Bihar Chief Minister Nitish Kumar on Saturday said the BJP "will come down to 50 seats" in the 2024 elections "if all Opposition parties fight together". "I am working for that," said Mr Kumar, whose likely national role is driving political conversations ever since he dumped the BJP last month to form a new government with old allies, Tejashwi Yadav's RJD and the Congress. He has so far skirted questions about his ambitions.
His latest call for Opposition unity came in his speech at his party JDU's executive meeting in Patna, where two resolutions were passed: One authorising Nitish Kumar to work for Opposition unity, and the other saying there's an "undeclared emergency" in the country under the BJP.
Mr Kumar, speaking to reporters earlier, confirmed he'll be visiting Delhi to meet with top leaders of other parties for an anti-BJP front. The three-day visit will begin on Monday, news agencies reported.
On five of six JDU MLAs in Manipur having joined the BJP, he said they had visited him in Bihar and were happy over the party ditching the BJP-led NDA. "Just imagine what's happening. How they are breaking off MLAs who won from other parties," he said.
The Manipur switch yesterday led to a round of rhetoric between JDU and BJP.
BJP MP and Nitish Kumar's former deputy, Sushil Kumar Modi last night said the JDU will collapse in Bihar as well. On its national prospects, the senior BJP leader said, "Posters and hoardings do not make anyone the Prime Minister," referring to publicity material at the JDU office that had Nitish Kumar-versus-Narendra Modi analogies in new slogans.
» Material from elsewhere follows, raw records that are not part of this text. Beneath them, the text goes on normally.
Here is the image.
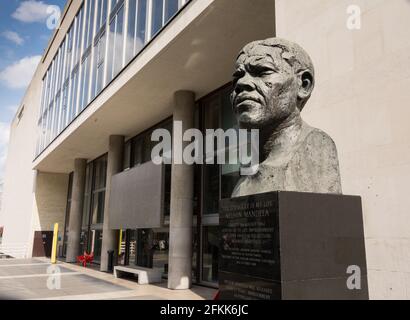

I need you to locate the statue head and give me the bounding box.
[231,38,315,129]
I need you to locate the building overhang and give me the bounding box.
[33,0,275,173]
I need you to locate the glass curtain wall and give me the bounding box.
[200,85,240,286]
[36,0,189,156]
[63,154,107,264]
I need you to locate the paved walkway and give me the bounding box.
[0,258,215,300]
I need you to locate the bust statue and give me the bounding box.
[231,38,342,197]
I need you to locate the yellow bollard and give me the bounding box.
[51,223,58,264]
[118,229,122,255]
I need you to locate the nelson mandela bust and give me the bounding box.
[231,38,342,197]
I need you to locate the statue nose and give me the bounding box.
[235,74,255,94]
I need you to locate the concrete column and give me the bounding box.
[168,91,195,289]
[66,159,87,262]
[100,136,124,271]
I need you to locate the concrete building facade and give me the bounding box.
[0,0,410,299]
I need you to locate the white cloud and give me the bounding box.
[0,56,41,89]
[11,0,49,23]
[2,31,24,46]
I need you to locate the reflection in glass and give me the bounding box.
[202,226,219,282]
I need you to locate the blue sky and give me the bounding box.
[0,0,66,181]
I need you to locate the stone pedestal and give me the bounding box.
[219,192,368,300]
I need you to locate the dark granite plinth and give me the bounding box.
[219,192,368,300]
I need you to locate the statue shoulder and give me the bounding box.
[302,124,337,153]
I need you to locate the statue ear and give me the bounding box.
[298,70,315,101]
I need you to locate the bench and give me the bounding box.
[114,266,162,284]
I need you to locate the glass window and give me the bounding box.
[58,82,68,133]
[123,141,131,170]
[126,0,147,62]
[91,191,105,224]
[134,0,147,49]
[90,230,103,263]
[202,226,219,282]
[93,156,107,190]
[84,0,96,50]
[68,66,79,123]
[80,51,90,110]
[51,92,61,140]
[74,7,84,64]
[82,163,93,229]
[151,0,164,37]
[92,32,106,98]
[107,5,124,83]
[96,0,108,32]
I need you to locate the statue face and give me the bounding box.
[231,45,298,129]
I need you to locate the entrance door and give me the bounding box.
[33,231,53,257]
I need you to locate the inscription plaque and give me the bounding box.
[219,192,368,300]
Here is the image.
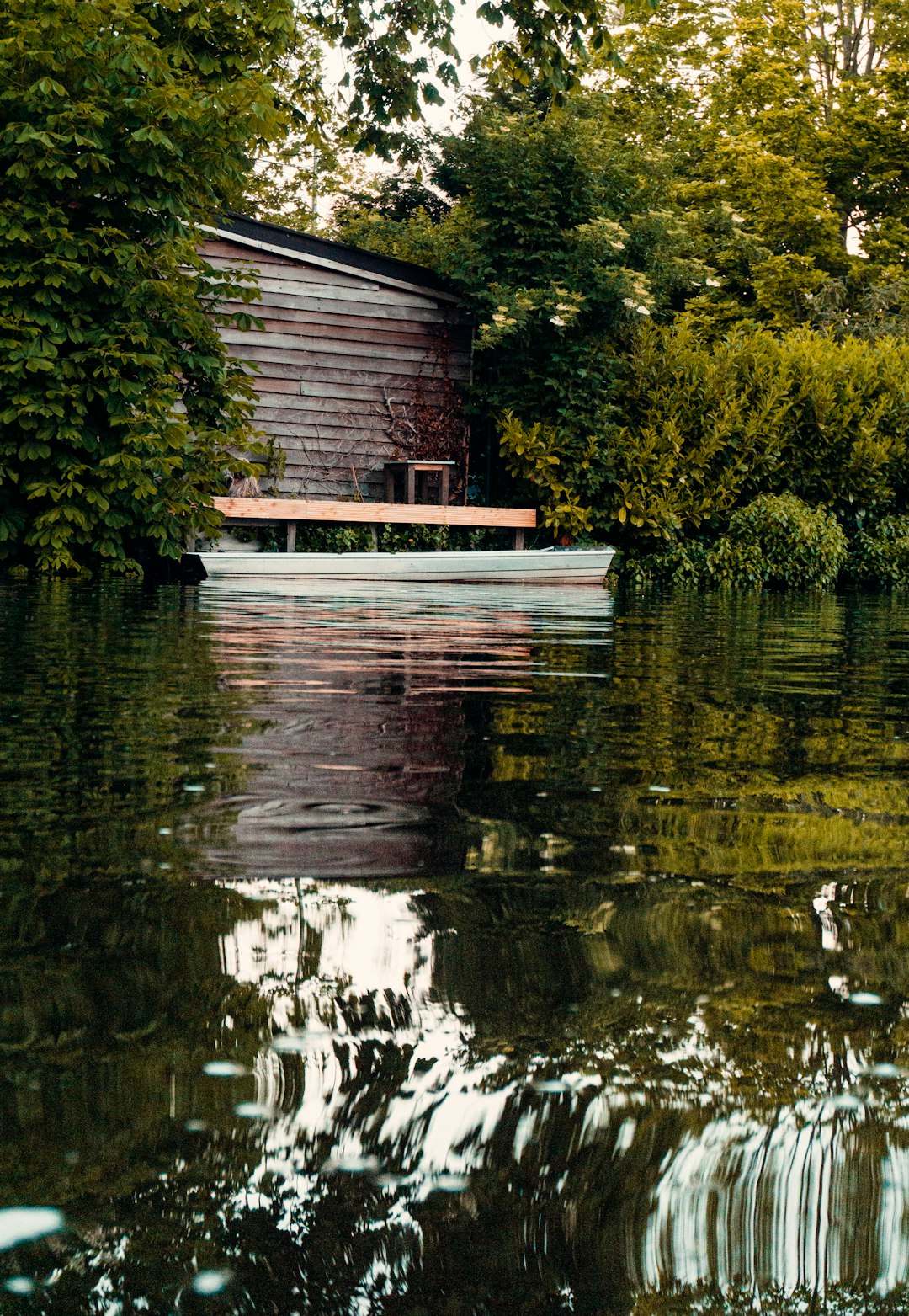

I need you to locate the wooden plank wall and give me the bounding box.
[204,237,471,498]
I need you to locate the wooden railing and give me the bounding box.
[213,498,537,552]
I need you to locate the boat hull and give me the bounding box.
[189,549,614,584]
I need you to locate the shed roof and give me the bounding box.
[205,215,460,301]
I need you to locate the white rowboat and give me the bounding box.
[194,549,615,584]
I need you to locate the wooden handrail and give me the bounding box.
[212,498,537,529]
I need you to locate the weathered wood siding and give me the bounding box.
[204,237,471,498]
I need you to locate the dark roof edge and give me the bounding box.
[215,212,458,297]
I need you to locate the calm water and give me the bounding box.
[0,584,909,1316]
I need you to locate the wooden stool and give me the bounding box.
[384,462,458,507]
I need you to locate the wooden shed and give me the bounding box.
[204,217,471,500]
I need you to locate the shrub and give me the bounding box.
[848,516,909,589]
[625,493,852,589]
[709,493,848,587]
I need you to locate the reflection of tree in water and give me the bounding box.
[7,600,909,1316]
[0,584,274,1204]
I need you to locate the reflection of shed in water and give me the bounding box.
[202,599,530,876]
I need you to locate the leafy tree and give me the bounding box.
[0,0,618,570]
[338,98,706,529]
[605,0,909,328]
[0,0,288,568]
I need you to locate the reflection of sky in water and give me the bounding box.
[0,586,909,1316]
[216,883,909,1293]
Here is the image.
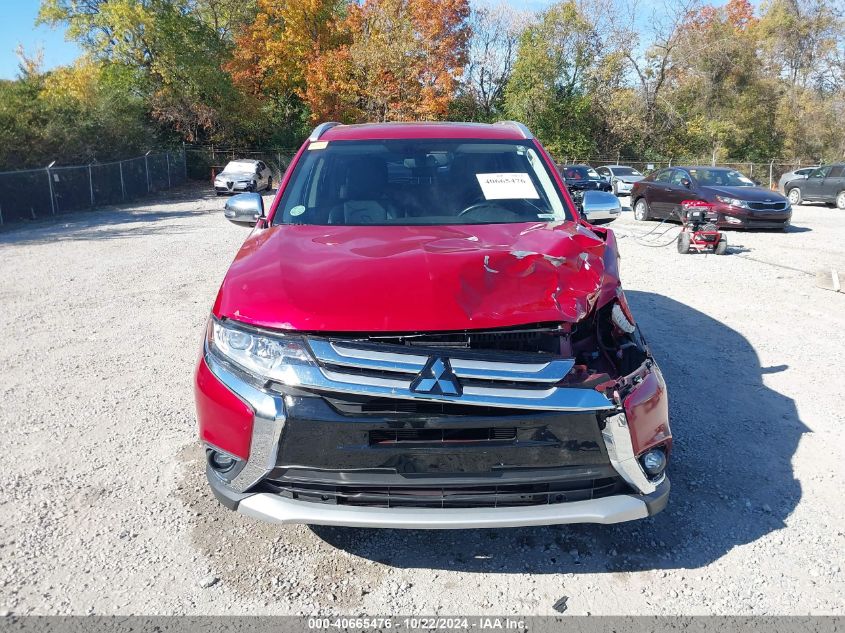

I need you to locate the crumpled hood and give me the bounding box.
[214,222,618,332]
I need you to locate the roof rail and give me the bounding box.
[308,121,340,143]
[493,121,534,138]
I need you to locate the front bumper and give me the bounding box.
[714,204,792,229]
[197,340,671,529]
[207,468,670,530]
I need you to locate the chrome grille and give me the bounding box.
[748,202,789,211]
[297,338,612,411]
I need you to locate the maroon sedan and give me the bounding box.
[631,166,792,229]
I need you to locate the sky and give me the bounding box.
[0,0,79,79]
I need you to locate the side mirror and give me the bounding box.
[223,193,264,226]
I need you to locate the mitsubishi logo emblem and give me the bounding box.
[411,356,461,396]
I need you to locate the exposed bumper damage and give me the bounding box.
[196,227,672,529]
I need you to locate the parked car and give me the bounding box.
[631,166,792,229]
[214,158,273,196]
[576,191,622,224]
[560,165,613,192]
[778,167,816,195]
[596,165,645,196]
[195,122,672,529]
[786,163,845,209]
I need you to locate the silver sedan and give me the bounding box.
[214,158,273,196]
[778,167,815,195]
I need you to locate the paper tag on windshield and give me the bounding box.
[475,173,540,200]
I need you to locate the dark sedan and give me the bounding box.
[631,166,792,229]
[560,165,613,193]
"If a leader only has 5-10 MPs from his party, how can he become the PM?" Sushil Modi told reporters. "Nitish-ji just wants to be in the news. He knows he cannot become even a candidate for PM."
JDU President Rajiv Ranjan Singh 'Lallan' hit back at claims of JDU splintering in Bihar, saying Sushil Modi "should not daydream". He accused the BJP of not adhering to "coalition dharma" in Arunachal Pradesh, where JDU MLAs merged with the ruling party even when they were allies in the NDA.
The Centre's actions in Opposition-ruled states like Maharashtra, Madhya Pradesh, Delhi, and Jharkhand, he said, "show BJP's fear and desperation ahead of the 2024 Lok Sabha polls". Asked if it could happen in Bihar as well, he said there's politics in every vein of the state, thus nothing would happen here. On Manipur, he claimed the MLA's switch was "due to money power".
As for the JDU's fate there now, since five of its six MLAs broke away — more than two thirds — their move did not violate the anti-defection law. In Arunachal Pradesh, six of seven JDU legislators had joined the BJP in 2020; and its lone remaining MLA did so last week.